En décembre 1851, Napoléon, élu à une large majorité, impose ses vues impériales. De nombreux républicains doivent fuir. Parmi eux, Adolphe Tiers, Victor Hugo et Pierre-Jules Hetzel souhaitent prendre un train pour Bruxelles. À la gare, Hugo est reconnu et, dans la fuite qui s'ensuit, Hetzel est tué. Sa mort va changer la face du monde.
À Paris, en 1900, Juliette Henin est stressée. Elle a rendez-vous à la prison de la santé où Honorine Fraysse de Viane, l'épouse de Jules Verne, a souhaité la rencontrer. Celle-ci évoque les avancées sociales, la place des femmes dans la société de l'île Lincoln. Elle compte sur elle pour diffuser, à travers La Fronde, son journal féministe, la vérité diffamée par la coalition qui s'est emparée d'Univerne après un long siège. En se quittant Honorine prend Juliette dans ses bras pour l'embrasser et glisse, subrepticement, un objet dans sa poche.
Juliette n'a que le temps de se rendre au point de regroupement des journalistes qui, en avant-première, vont découvrir les richesses de la Nouvelle Exposition Universelle.
Parallèlement, des vaisseaux stellaires activent un rayon qui frappe une grande tour de 300 mètres, ancien emblème de l'île de Jules Verne. L'énergie se propage jusqu'aux profondeurs, réanime trois entités vêtues comme des super héros... alors qu'un commando débarque !
L'uchronie, imaginée par Jean-David Morvan, a son point de déphasage lors de la mort de l'éditeur Hetzel. Celui-ci ne pouvant plus exercer son office, et pour cause, des écrivains ne peuvent plus être publiés. Le scénariste imagine donc de lui faire réaliser ses idées, dans un monde nouveau, plutôt que de « simplement » les décrire dans des romans. Il reprend nombre de faits et de personnages authentiques qu'il intègre adroitement aux éléments de son utopie. Il amalgame l'univers romanesque de Jules Verne, qui de son temps ne fut jamais considéré comme un auteur majeur.
Jean-David Morvan conçoit une société nouvelle telle que l'imaginait Jules Verne, avec une industrialisation exubérante, un gigantisme et une démesure dans les réalisations. Cependant, cette société impose la tyrannie de la mécanisation. Le scénariste lui donne donc son pendant avec la Butte Montmartre. Celle-ci, depuis la révolte des Communards est une commune libre. À l'image du « village gaulois » elle résiste pour garder un mode de vie bohème, refusant tout modernisme.

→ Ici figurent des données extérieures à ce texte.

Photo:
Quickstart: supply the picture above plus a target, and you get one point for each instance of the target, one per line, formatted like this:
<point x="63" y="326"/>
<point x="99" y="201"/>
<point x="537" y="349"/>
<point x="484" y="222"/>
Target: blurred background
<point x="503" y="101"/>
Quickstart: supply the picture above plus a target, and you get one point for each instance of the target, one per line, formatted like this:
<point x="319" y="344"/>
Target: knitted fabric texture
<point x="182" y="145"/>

Le scénariste rattache nombre de références à notre société actuelle en décrivant, par exemple, la Teslavision installée dans tous les foyers : « une invention pour embrigader ses fidèles à un niveau supérieur. », un hommage à Albert Robida....
On note, toutefois, une légère erreur sur la date de la révolte des Communards.
Le récit de Morvan est magnifiquement servi par le talent de Nesmo, le dessinateur. Celui-ci réalise avec un graphisme réaliste, une superbe mise en images d'une utopie steampunk. Il transforme Paris, couvre une partie de la Seine, réduit Notre-Dame à un petit monument par rapport aux constructions qui l'entourent. Il offre des perspectives hardies, des plongées et contre-plongées audacieuses. Du grand art !
Son trait expressif donne à ses personnages des silhouettes longilignes, débordantes de mouvements et de dynamisme.
Paname, ce premier volet de la série, est enthousiasmant tant par son récit que par une mise en images remarquable.